Wolf war 23 Jahre als Erzabt in Sankt Ottilien mitunter für die Klöster seines Ordens in aller Welt zuständig. Er hatte zudem 16 Jahre das Amt des Abtprimas inne. "Ich glaube, wir müssen wieder anfangen zu denken, miteinander zu reden und zu diskutieren", erklärte Wolf eingangs. Gang und gäbe sei ihm zufolge heute die Manipulation der öffentlichen Meinung. "Wir brauchen den Widerstand", sagte er und betonte, dass man sich nicht von schlichten Parolen mitreißen lassen solle. Die Wirklichkeit sei komplex und darauf gebe es nun mal keine einfachen Antworten. Zum Thema Migration betonte er, dass es diese immer schon gegeben habe, auch früher. "Augen zu und abschotten kann da keine Lösung sein", sagte Wolf. "Was wir wieder brauchen, ist die Diskussion, der Dialog."

"Der Abt soll bei allem, was er tut, das rechte Maß bewahren", zitierte er eine benediktinische Tugend. Das rechte Maß gelte sowohl für die Gerechtigkeit als auch für den Mut. "Das ist diese Ausgewogenheit, die wir wieder brauchen." Bei jeder Krise werde der Ruf nach neuen Gesetzen laut. Da der Mensch selber nicht mehr verantwortlich sein wolle, gebe er die Verantwortung an die Politik ab und jammere dann über die Regulierungswut des Staates. Es brauche zwar einen ordnungspolitischen Rahmen, doch keine gelenkte Wirtschaft. Die soziale Marktwirtschaft solle aufrechterhalten werden. Insbesondere plädierte Wolf für eine ökosoziale Marktwirtschaft.

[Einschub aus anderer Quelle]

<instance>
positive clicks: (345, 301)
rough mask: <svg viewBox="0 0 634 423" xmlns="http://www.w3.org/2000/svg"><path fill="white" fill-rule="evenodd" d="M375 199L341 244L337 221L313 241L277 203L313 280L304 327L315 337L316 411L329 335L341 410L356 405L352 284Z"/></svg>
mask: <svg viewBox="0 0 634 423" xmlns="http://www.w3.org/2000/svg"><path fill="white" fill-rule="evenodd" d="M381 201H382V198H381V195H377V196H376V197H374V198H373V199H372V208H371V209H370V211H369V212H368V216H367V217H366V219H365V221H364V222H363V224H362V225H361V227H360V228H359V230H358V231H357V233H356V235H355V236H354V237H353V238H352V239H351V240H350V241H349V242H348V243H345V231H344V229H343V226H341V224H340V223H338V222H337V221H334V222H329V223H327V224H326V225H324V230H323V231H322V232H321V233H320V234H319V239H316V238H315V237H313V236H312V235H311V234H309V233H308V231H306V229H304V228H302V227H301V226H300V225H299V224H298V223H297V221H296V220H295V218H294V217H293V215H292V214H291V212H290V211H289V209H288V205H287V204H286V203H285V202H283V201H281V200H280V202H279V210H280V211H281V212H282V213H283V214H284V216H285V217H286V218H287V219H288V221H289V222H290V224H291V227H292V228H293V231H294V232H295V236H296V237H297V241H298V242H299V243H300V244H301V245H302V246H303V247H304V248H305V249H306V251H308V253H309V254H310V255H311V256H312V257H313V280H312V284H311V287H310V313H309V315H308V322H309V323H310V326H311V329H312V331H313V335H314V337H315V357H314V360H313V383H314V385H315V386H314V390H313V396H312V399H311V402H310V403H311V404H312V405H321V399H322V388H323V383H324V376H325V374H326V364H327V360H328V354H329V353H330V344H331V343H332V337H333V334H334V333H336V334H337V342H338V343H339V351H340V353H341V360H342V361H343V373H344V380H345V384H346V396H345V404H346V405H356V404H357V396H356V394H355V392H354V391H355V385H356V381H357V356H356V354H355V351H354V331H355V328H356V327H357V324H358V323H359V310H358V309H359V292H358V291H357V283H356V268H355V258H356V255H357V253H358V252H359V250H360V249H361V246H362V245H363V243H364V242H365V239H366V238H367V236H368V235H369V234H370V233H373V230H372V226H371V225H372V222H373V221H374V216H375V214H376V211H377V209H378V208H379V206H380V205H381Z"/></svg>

"Tue nichts ohne Rat, dann brauchst du hinterher nichts zu bereuen", zitierte Wolf den Heiligen Benedikt, und forderte zudem: "Wir brauchen überall das gemischte Publikum." Die Politik brauche junge Leute, denn diese förderten die Veränderungsbereitschaft in der Gesellschaft. Junge Menschen hätten mehr Mut und eine höhere Risikobereitschaft. "Der Mut zum Risiko gehört zu unserem Leben", sagte Wolf. Auch dem föderativen Gedanken sowie die Subsidiarität kommt laut Wolf eine große Bedeutung zu. "Weil man vor lauter Autonomie auch zugrunde gehen kann, ist es gut, sich mit anderen zusammenzuschließen." Somit sei aus seiner Sicht auch ein starkes, aber kein zentralisiertes Europa nötig.

Die Globalisierung sprach Wolf ebenfalls an. "Ich bin ein europäischer und globaler Abt", sagte er. "Mich interessieren nicht die Zahlen, sondern die Menschen." Die Menschen brauchten auch in der Globalisierung den Wert der Nationen. Alle Nationen sollten auf Augenhöhe miteinander reden können und benötigten das Gespür, dass alle gleich auf gleich sind. "Nur so sehe ich eine friedliche Zukunft." Abschließend wünschte er sich die Kirche wieder als "Ort der Hoffnung, der Verteidigung des Lebens und einem Garanten der Menschenwürde".